- Molochișul Mare
- Coordinates: 47°51′57″N 29°2′41″E﻿ / ﻿47.86583°N 29.04472°E
- Country (de jure): Moldova
- Country (de facto): Transnistria
- Elevation: 49 m (161 ft)
- Time zone: UTC+2 (EET)
- • Summer (DST): UTC+3 (EEST)

= Molochișul Mare =

Molochișul Mare (Большой Молокиш, Великий Молокіш, Mołokisz Wielki; lit. 'Great Molochiș' is a village in the Rîbnița District of Transnistria, Moldova. It has since 1990 been administered as a part of the self-proclaimed Pridnestrovian Moldavian Republic.

==History==
Mołokisz Wielki, as it was known in Polish, was a private village of the Koniecpolski and Lubomirski noble families, administratively located in the Bracław County in the Bracław Voivodeship in the Lesser Poland Province of the Kingdom of Poland. Following the Second Partition of Poland, it was annexed by Russia. In the 19th century, it remained a possession of Polish nobility, passing to the Kulikowski family. In the late 19th century, it had a population of 611.

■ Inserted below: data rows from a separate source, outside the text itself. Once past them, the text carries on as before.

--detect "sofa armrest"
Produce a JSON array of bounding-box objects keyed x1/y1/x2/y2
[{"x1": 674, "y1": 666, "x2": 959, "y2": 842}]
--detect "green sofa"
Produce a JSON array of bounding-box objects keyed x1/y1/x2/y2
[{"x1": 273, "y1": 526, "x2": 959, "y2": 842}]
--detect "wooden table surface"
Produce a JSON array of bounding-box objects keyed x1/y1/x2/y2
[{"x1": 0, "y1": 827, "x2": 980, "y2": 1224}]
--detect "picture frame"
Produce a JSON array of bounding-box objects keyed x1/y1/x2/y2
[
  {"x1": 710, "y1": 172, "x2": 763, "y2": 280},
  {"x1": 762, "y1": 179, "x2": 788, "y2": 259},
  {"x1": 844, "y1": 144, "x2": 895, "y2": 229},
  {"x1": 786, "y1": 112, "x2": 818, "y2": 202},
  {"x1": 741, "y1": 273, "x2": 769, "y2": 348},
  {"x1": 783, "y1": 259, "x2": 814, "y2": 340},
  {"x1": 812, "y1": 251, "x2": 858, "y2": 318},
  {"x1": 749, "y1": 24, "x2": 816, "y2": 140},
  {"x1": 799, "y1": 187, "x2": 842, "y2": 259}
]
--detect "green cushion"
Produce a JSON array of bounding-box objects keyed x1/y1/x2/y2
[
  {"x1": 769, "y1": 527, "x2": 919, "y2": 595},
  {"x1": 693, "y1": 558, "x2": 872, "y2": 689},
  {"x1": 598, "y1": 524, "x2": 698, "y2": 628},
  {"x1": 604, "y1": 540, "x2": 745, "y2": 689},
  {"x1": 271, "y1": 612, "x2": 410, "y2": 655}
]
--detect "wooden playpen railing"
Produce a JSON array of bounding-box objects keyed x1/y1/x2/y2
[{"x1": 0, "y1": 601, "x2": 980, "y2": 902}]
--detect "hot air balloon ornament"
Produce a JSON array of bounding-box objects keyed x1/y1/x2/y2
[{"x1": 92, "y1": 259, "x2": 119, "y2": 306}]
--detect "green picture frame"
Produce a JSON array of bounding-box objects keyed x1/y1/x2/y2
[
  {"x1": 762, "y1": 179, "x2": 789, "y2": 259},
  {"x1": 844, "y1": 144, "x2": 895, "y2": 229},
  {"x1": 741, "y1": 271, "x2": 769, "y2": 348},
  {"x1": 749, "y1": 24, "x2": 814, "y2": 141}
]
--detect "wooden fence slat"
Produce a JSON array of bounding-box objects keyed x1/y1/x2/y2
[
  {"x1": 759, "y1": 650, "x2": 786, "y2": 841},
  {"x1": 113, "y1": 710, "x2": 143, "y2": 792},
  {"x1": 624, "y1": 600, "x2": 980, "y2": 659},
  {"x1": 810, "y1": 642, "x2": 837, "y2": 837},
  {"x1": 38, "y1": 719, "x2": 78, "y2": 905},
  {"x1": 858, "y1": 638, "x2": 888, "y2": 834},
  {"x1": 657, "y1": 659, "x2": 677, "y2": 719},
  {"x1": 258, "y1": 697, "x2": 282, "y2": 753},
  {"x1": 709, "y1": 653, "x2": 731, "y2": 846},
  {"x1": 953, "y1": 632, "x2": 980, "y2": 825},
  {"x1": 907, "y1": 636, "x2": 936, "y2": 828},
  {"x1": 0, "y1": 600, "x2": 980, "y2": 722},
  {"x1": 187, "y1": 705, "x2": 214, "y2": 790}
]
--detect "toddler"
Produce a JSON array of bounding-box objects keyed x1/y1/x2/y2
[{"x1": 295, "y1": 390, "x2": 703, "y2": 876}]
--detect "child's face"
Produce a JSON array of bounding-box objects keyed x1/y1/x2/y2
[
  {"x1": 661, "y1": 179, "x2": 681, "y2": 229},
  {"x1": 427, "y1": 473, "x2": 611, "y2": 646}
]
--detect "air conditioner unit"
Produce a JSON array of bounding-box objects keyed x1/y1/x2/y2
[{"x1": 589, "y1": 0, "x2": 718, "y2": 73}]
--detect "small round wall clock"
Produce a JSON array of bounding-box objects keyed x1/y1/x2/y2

In 1924, it became part of the Moldavian Autonomous Oblast, which was soon converted into the Moldavian Autonomous Soviet Socialist Republic, and the Moldavian Soviet Socialist Republic in 1940 during World War II. From 1941 to 1944, it was administered by Romania as part of the Transnistria Governorate.

According to the 2004 census, the village's population was 963, of which 837 (86.91%) were Moldovans (Romanians), 68 (7.06%) Ukrainians and 53 (5.5%) Russians.